Mengenal Lebih Jauh Dandhy Dwi Laksono dan Ananda Badudu

Tim Editor

Foto Dandhy Dwi Laksono diambil dari @dandhy_laksono

Jakarta, era.id - Aktivis Dandhy Dwi Laksono, dan Ananda Badudu ditangkap polisi. Buntutnya, tagar #BebaskanDandhy dan #BebaskanAnandaBadudu menjadi trending hari ini, Jumat (27/9). Sejumlah petisi online diluncurkan agar mereka bisa bebas.

Dandhy yang merupakan jurnalis sekaligus pendiri Watchdoc, diduga dijerat pasal karet UU ITE. Sedangkan Ananda diduga ditangkap karena dianggap mentransfer dana untuk massa aksi di DPR. 

Dandhy Dwi Laksono dikenal sebagai jurnalis yang pernah bekerja di beberapa media cetak, radio, online dan televisi. Dari pengalamannya sebagai jurnalis, ia sempat menulis buku berjudul Indonesia for Sale dan Jurnalisme Investigasi.

Dandhy sempat ramai dibicarakan usai menyutradai pembuatan film dokumenter Sexy Killers di bawah rumah produksi yang ia dirikan, WatchdoC. WatchdoC berdiri sejak 2009. Pada 2018, mereka sudah memproduksi 165 episode dokumenter, 715 feature televisi, dan sedikitnya 45 karya video komersial dan non komersial.

Dandhy dikenal sebagai orang yang vokal dalam mengeritik pemerintah.

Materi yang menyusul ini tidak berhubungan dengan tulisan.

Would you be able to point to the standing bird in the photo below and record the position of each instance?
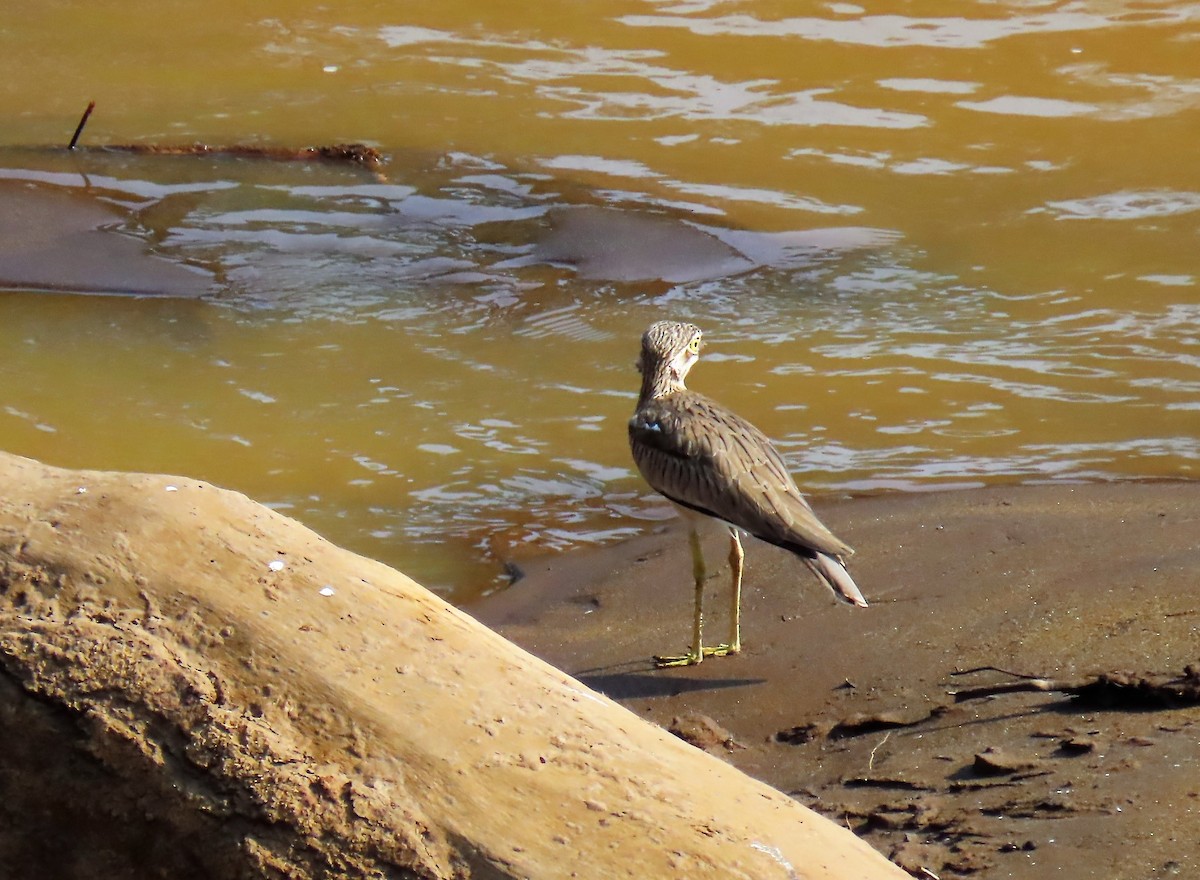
(712, 462)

Dalam film Sexy Killers yang berdurasi 1,5 jam Dandhy menelusuri proses penambangan batu bara di Kalimantan sampai dibakar di PLTU agar menjadi listrik yang menyebabkan dampak lingkungan dan kesehatan.  

Film ini sudah ditonton sekitar 26 juta orang di YouTube itu. Dandhy tak segan menyinggung beberapa nama politisi yang kini berada di lingkar kekuasaan, seperti Menteri Koordinator Bidang Kemaritiman Luhut Binsar Panjaitan, Wakil Presiden Jusuf Kalla, dan mantan Wakil Gubernur DKI Jakarta Sandiaga Uno. 

Bahkan, Dandhy juga menyebut sosok putra Presiden Joko Widodo, Gibran Rakabuming dan Kaesang Pangarep, sebagai pemilik perusahaan yang diduga dialiri modal dari politisi pemilik perusahaan tambang. 


Dandhy D Laksono (Foto: Twitter @Dandhy_Laksono)

Dokumenter Sexy Killers merupakan hasil Ekspedisi Indonesia Biru berkeliling Indonesia satu tahun. Selain film ini, Watchdoc telah memproduksi dokumenter yang memotret masalah lingkungan lain seperti Samin vs Semen soal Pabrik semen di Jawa Tengah, Kala Benoa tentang Teluk Benoa di Bali, dan Asimetris tentang sawit.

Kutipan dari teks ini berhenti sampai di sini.